Pachymetopon grande, the bronze seabream or blue hottentot, is a species of marine ray-finned fishes belonging to the family Sparidae, which includes the seabreams and porgies. This species is found in the southwestern Indian Ocean. It is an important spoecies for recreational fisheries in South Africa and for subsistence fisheries too.

==Taxonomy==
Pachymetopon grande was first formally described in 1859 by the German-born British herpetologist and ichthyologist Albert Günther with its type locality given as the Cape of Good Hope in South Africa. Günther classified this species in a new monospecific genus Pachymetopon and this species is the type species of that genus by momotypy. The genus Pachymetopon is placed in the family Sparidae within the order Spariformes by the 5th edition of Fishes of the World. Some authorities classify this genus in the subfamily Boopsinae, but the 5th edition of Fishes of the World does not recognise subfamilies within the Sparidae.

==Etymology==
Pachymetopon grande has the specific name grande which means "large", an allusion that Günther did not explain but it may refer to the large prituberance between the eyes or the large body size of this species.

==Description==
Pachymetopon grande has a rather rotund, deep body which has a standard length that is 2 to 2.3 times its depth. The dorsal profile of the head is smoothly convex with a slight protuberance in front of the eyes. The dorsal fin is supported by 11 spines and between 11 and 13 soft rays while the anal fin contains 3 spines and 10 or 11 soft rays. The overall colour of the body is bronze, paler on the belly and breast, with an iridescent blue head and blue pectoral fins. This species has a maximum total length of 65 cm, although 35 cm is more typical.

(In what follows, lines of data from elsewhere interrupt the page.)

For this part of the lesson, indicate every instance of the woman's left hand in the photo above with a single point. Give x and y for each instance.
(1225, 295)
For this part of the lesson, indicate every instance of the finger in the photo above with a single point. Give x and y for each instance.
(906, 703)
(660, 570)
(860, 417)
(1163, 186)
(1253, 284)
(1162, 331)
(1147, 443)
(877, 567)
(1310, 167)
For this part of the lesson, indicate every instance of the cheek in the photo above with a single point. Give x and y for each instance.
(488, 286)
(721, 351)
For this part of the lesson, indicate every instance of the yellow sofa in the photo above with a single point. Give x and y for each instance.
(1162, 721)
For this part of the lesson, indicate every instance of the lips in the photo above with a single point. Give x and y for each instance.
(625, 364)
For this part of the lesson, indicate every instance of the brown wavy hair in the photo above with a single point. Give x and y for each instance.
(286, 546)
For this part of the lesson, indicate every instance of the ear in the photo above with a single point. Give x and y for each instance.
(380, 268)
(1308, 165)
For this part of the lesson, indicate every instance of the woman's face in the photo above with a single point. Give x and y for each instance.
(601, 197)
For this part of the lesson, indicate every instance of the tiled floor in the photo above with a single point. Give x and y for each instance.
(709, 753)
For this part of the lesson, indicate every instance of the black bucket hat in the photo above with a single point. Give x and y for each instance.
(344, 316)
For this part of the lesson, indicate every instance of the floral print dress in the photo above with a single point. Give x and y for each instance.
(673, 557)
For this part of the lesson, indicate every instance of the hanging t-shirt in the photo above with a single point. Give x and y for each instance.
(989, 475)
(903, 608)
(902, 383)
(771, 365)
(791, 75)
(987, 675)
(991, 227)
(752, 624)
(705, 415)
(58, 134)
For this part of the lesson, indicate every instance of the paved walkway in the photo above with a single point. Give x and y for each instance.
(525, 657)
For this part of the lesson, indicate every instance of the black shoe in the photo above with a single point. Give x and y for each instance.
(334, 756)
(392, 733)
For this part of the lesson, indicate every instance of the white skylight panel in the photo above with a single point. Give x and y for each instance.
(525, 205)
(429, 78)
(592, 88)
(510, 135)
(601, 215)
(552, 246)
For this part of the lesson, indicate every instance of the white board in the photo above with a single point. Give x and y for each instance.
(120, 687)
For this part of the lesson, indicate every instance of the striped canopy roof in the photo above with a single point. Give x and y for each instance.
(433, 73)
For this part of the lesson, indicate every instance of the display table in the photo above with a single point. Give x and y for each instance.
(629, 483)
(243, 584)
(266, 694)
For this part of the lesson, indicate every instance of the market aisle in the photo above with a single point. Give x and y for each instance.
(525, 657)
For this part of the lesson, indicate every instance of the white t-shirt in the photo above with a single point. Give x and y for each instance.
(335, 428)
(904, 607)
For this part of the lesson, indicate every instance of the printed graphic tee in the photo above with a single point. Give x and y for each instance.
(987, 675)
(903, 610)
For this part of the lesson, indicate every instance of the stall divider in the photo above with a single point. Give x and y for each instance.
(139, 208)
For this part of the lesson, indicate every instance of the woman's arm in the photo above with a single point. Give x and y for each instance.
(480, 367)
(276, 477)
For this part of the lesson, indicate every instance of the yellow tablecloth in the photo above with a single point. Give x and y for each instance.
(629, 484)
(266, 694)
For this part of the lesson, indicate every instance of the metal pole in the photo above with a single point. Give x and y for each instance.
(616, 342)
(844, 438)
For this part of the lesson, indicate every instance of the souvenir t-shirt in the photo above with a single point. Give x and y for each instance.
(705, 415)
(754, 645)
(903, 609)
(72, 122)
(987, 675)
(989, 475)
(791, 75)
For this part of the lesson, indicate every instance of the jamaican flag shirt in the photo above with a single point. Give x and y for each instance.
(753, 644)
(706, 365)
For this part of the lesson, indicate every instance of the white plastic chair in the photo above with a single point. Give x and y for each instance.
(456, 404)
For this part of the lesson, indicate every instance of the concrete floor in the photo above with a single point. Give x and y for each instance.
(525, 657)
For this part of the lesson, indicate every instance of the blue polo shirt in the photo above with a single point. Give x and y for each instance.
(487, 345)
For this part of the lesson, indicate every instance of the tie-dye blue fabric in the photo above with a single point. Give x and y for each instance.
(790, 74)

==Distribution and habitat==
Pachymetopon grande is endemic to Southern Africa where it is distributed from Southern Mozambique to False Bay in the Western Cape., it has also been recorded off southern Madagascar. It is found in shallow waters of less than about 25 m in rocky areas.

==Biology==
Pachymetopon grande is an omnivore which grazes on algae and benthic invertebrates, juveniles feed on crustaceans to a greater extend than the adults. It is a rudimentary hermaphrodite but its gonochoristic, attaining sexual maturity when it is around 5.5 years old. Spawing occurs between January and June in the Eastern Cape and in winter in KwaZulu-Natal. It probably spawns in small aggregations and spawning takes place in the mornings and evenings. The adults are sedentary.

==Fisheries and conservation==
Pachymetopon grande is heavily targeted by recreational fishers from the shore and by spear fishers but is not commercially targeted, although it is caught by subsistence fishers in the Eastern Cape. As a slow growing, late maturing, long lived, sedentary species this fish is vulnerable to overexploitation and there appears to have been a marked decline in numbers. There is a minimum size of 30 cm and a bag limit of 2 fish per day for anglers. This species responds well to protection and numbers increase in Marine protected areas. The IUCN classify this fish as a Near-threatened species.